In people terms, topic maps also have advantages over other information systems because of the way it represents relationships. When I think of a topic like wine, I also think of Shiraz, Merlot, the Hunter Valley in NSW, my time in France, cheap French Bordeaux… I could go on and on… All of these things are about wine. As I learn more about wine, my thoughts and ideas about the topic of wine adapt, refine, expand and change. It’s hard to capture this fluidity of relationships in a database because the information model needed to support it need to change.
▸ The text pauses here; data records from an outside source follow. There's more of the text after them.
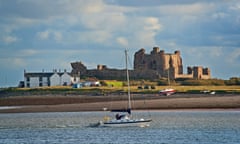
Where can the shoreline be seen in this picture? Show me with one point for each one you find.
(58, 103)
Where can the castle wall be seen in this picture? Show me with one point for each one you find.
(159, 61)
(155, 65)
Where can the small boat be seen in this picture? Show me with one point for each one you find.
(125, 118)
(167, 91)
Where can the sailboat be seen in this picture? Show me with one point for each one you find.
(126, 119)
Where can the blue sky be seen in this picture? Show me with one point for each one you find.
(47, 34)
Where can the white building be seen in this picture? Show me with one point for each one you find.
(41, 79)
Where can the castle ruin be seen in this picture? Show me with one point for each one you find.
(155, 65)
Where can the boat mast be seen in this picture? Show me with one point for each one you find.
(128, 83)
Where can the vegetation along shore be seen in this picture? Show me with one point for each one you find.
(67, 99)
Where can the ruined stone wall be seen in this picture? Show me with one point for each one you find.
(155, 65)
(159, 61)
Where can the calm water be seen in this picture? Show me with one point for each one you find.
(168, 127)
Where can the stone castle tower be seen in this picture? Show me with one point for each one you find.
(151, 66)
(164, 63)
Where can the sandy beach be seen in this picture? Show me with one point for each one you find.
(21, 104)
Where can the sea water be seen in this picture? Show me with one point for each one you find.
(167, 127)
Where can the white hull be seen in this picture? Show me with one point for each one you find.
(126, 123)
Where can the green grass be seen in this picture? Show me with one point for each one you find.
(67, 90)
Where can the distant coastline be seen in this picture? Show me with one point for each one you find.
(60, 103)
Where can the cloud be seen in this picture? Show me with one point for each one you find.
(43, 35)
(9, 39)
(47, 34)
(122, 41)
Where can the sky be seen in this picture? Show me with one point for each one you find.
(46, 34)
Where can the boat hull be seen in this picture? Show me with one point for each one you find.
(126, 123)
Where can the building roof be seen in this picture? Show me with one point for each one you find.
(43, 74)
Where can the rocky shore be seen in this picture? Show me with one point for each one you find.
(60, 103)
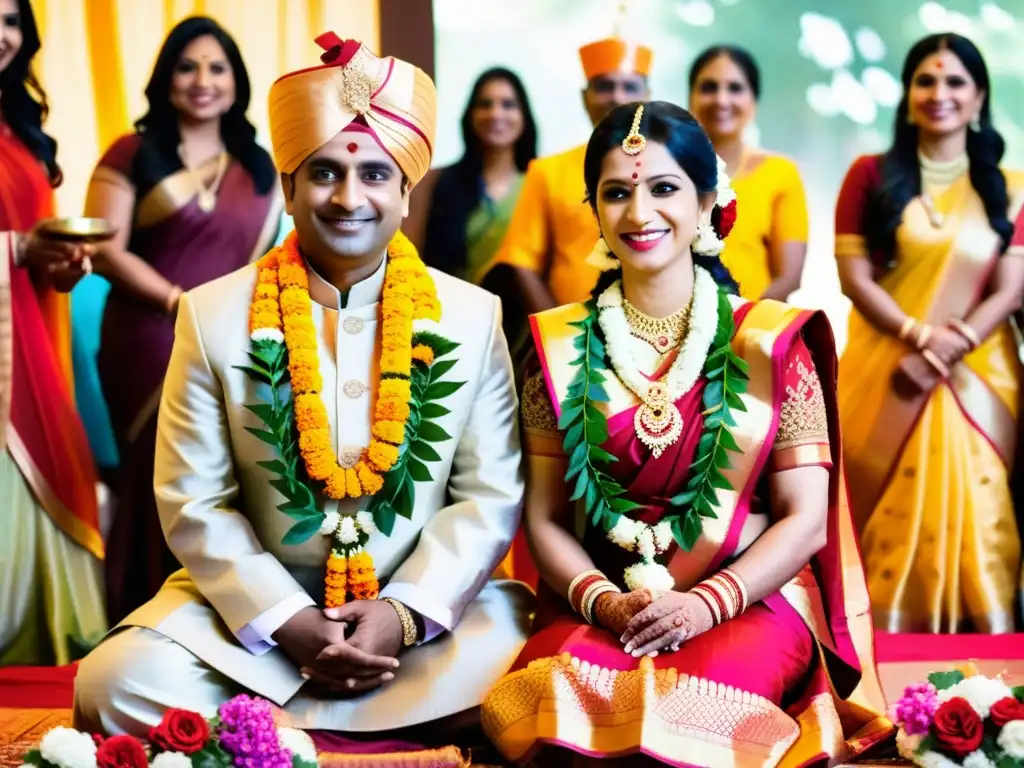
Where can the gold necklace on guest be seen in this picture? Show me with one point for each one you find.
(206, 196)
(662, 333)
(938, 175)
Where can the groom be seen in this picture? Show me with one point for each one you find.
(417, 461)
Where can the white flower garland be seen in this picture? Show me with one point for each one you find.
(634, 536)
(687, 367)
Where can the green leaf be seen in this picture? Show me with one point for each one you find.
(439, 368)
(268, 437)
(273, 466)
(418, 471)
(433, 411)
(259, 375)
(425, 452)
(440, 389)
(303, 530)
(432, 433)
(943, 680)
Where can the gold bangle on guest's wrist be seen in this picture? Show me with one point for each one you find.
(410, 635)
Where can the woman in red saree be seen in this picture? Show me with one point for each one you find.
(51, 604)
(930, 378)
(701, 601)
(195, 198)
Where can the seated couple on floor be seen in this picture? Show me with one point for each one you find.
(701, 598)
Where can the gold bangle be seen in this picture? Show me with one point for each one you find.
(969, 334)
(933, 359)
(171, 302)
(409, 632)
(924, 334)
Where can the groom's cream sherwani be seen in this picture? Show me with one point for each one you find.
(207, 633)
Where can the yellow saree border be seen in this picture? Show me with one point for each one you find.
(85, 536)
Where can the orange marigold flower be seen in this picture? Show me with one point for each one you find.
(335, 486)
(382, 456)
(396, 363)
(290, 275)
(295, 301)
(423, 353)
(390, 431)
(309, 413)
(370, 480)
(352, 486)
(400, 389)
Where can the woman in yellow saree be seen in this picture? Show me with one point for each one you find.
(701, 600)
(929, 382)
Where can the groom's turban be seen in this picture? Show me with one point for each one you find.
(353, 89)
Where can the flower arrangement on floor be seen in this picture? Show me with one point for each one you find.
(962, 720)
(243, 734)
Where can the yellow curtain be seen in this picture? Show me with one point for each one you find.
(97, 55)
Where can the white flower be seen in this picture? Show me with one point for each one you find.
(645, 544)
(601, 257)
(366, 521)
(330, 524)
(267, 334)
(68, 748)
(649, 576)
(906, 744)
(298, 742)
(1012, 739)
(934, 760)
(346, 530)
(978, 759)
(980, 692)
(663, 536)
(624, 534)
(171, 760)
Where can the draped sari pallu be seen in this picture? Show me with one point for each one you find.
(43, 432)
(929, 475)
(598, 700)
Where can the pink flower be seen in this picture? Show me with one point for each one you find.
(915, 710)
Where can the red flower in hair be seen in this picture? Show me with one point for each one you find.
(121, 752)
(723, 219)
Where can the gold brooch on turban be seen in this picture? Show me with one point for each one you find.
(392, 100)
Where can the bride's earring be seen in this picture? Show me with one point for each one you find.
(706, 241)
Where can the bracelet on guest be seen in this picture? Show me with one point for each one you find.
(933, 359)
(969, 334)
(171, 302)
(924, 334)
(724, 594)
(585, 589)
(410, 632)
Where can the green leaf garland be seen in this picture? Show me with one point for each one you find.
(269, 367)
(586, 429)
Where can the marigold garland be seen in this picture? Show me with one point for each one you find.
(282, 302)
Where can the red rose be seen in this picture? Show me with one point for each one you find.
(725, 219)
(1006, 710)
(121, 752)
(182, 731)
(957, 727)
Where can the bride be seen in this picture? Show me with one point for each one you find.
(701, 599)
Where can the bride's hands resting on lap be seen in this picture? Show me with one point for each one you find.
(668, 623)
(614, 610)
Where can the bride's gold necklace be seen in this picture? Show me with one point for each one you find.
(662, 333)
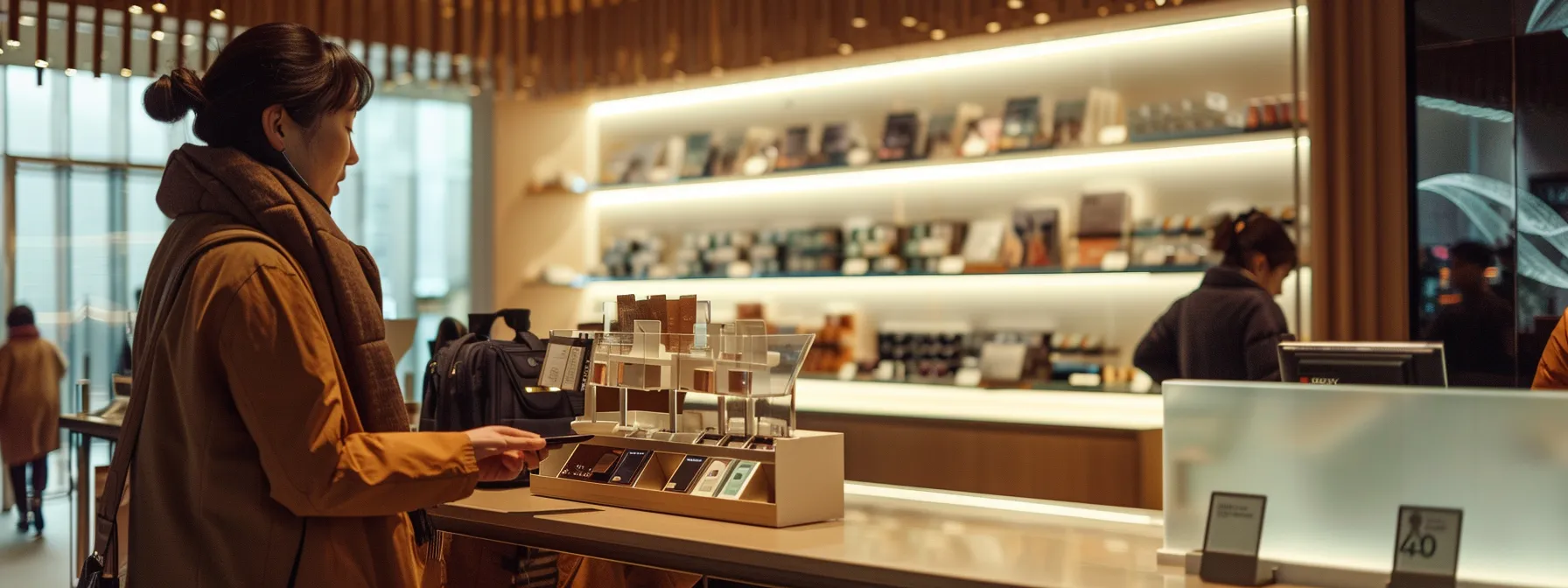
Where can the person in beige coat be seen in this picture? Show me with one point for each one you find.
(30, 372)
(275, 447)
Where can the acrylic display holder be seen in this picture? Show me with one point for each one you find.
(752, 374)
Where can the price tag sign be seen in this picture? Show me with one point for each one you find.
(1231, 540)
(1427, 546)
(1236, 524)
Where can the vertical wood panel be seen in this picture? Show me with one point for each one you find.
(124, 39)
(41, 52)
(71, 33)
(13, 24)
(1360, 172)
(98, 38)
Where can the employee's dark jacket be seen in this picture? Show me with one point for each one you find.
(1229, 328)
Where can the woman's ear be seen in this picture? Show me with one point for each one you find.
(1258, 263)
(275, 126)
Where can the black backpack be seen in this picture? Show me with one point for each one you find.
(475, 382)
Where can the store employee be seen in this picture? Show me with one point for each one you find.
(1229, 328)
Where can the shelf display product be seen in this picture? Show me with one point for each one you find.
(738, 453)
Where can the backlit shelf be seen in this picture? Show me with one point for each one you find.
(835, 275)
(1217, 150)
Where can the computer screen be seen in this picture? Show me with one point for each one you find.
(1332, 364)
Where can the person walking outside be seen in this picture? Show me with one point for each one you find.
(30, 374)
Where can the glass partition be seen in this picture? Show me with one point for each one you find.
(1336, 463)
(1490, 241)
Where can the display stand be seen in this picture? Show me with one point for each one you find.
(761, 471)
(799, 482)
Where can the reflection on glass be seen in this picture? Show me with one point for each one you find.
(1477, 233)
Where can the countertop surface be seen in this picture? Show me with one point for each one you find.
(889, 536)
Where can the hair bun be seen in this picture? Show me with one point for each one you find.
(174, 94)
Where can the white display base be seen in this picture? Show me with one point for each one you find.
(1312, 574)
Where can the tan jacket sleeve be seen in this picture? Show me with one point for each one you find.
(284, 378)
(1551, 374)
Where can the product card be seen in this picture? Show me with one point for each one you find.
(1427, 542)
(1236, 524)
(566, 362)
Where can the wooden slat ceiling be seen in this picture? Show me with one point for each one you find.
(544, 47)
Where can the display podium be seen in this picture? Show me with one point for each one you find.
(753, 467)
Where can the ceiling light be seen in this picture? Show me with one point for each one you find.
(905, 174)
(932, 65)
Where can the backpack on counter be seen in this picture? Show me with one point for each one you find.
(475, 382)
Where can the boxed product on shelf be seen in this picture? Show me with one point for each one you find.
(1203, 115)
(1102, 223)
(1037, 237)
(1021, 124)
(698, 156)
(1275, 112)
(797, 148)
(902, 136)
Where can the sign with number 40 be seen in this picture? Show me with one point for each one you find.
(1425, 548)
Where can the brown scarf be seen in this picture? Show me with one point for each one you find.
(344, 278)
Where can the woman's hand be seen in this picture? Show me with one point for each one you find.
(504, 452)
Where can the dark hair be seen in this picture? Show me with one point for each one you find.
(19, 316)
(270, 65)
(1471, 253)
(1253, 233)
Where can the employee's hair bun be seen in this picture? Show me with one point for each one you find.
(174, 94)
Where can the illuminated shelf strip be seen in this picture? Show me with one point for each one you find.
(993, 502)
(950, 170)
(906, 284)
(932, 65)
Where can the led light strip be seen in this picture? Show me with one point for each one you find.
(904, 174)
(1013, 505)
(914, 286)
(932, 65)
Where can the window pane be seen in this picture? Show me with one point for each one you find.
(150, 142)
(388, 160)
(30, 113)
(90, 118)
(38, 255)
(96, 332)
(144, 226)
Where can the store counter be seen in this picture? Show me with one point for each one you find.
(889, 536)
(1085, 447)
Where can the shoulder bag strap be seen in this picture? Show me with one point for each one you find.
(129, 433)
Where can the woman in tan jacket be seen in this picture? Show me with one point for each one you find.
(275, 449)
(30, 372)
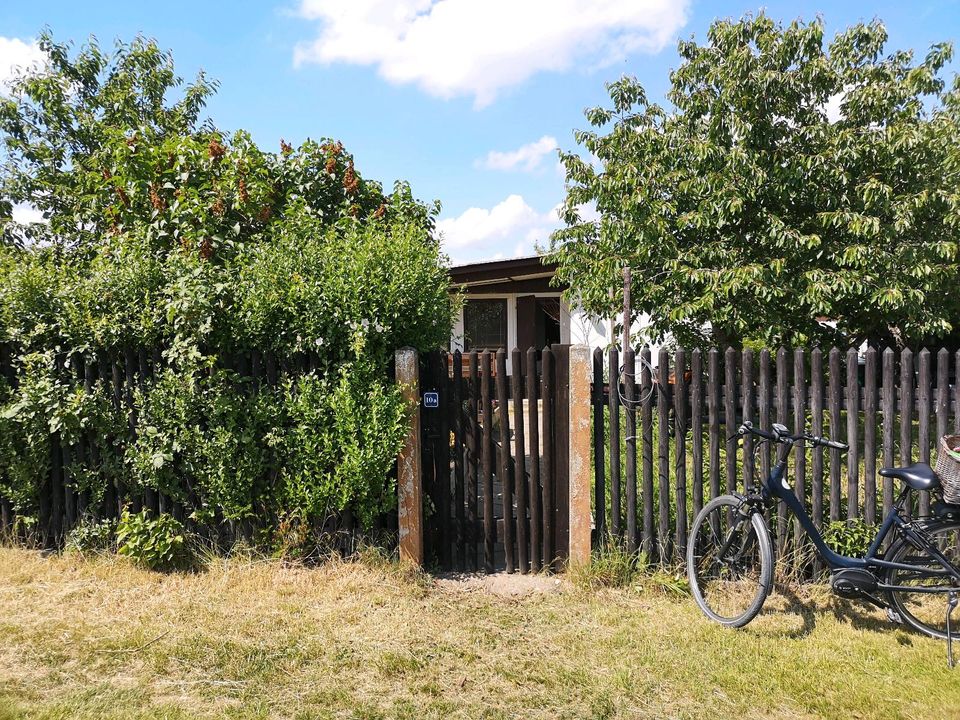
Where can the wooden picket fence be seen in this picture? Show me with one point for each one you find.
(122, 374)
(677, 415)
(494, 459)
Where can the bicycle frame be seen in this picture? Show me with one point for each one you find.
(777, 486)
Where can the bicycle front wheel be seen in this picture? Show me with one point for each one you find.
(730, 561)
(923, 605)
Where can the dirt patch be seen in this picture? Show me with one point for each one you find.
(509, 585)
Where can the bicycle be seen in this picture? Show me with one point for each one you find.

In the land of topic maps, because it is based on XML, all you do is express new piece of information as a topic, and then add the new relationships between those topics.

Rex has a property of black colour

Rex has a property of is male

Rex has a property of fur that is fluffy

Rex likes Shiraz-flavoured dog food

Shiraz-flavoured dog food is eaten by dogs

Shiraz-flavoured dog food tastes like wine

Wine contains alcohol

Wine has type red

Wine has type white

Shiraz is a red wine

I recently had an engagement with a government agency. They had clients who, more or less, spoke a different language. They had their own terms for naming the things they did - a very different world to the government agency. In my information architecture report I basically recommended they use a topic map to articulate the relationship between these two world views. For the agency, it gave them the ability to understand and report on their own clients’ work to the Minister in the language of the agency, as well as the ability to communicate to their clients in the language of the clients.

All these things make topic maps very cool and very sexy. If you’re afraid of the folksonomic world because it lacks structure, but still want to give users the ability to tag their own content, then use a topic map to infer structure and relate the folksonomic world to your folk taxonomic or corporate taxonomic world view.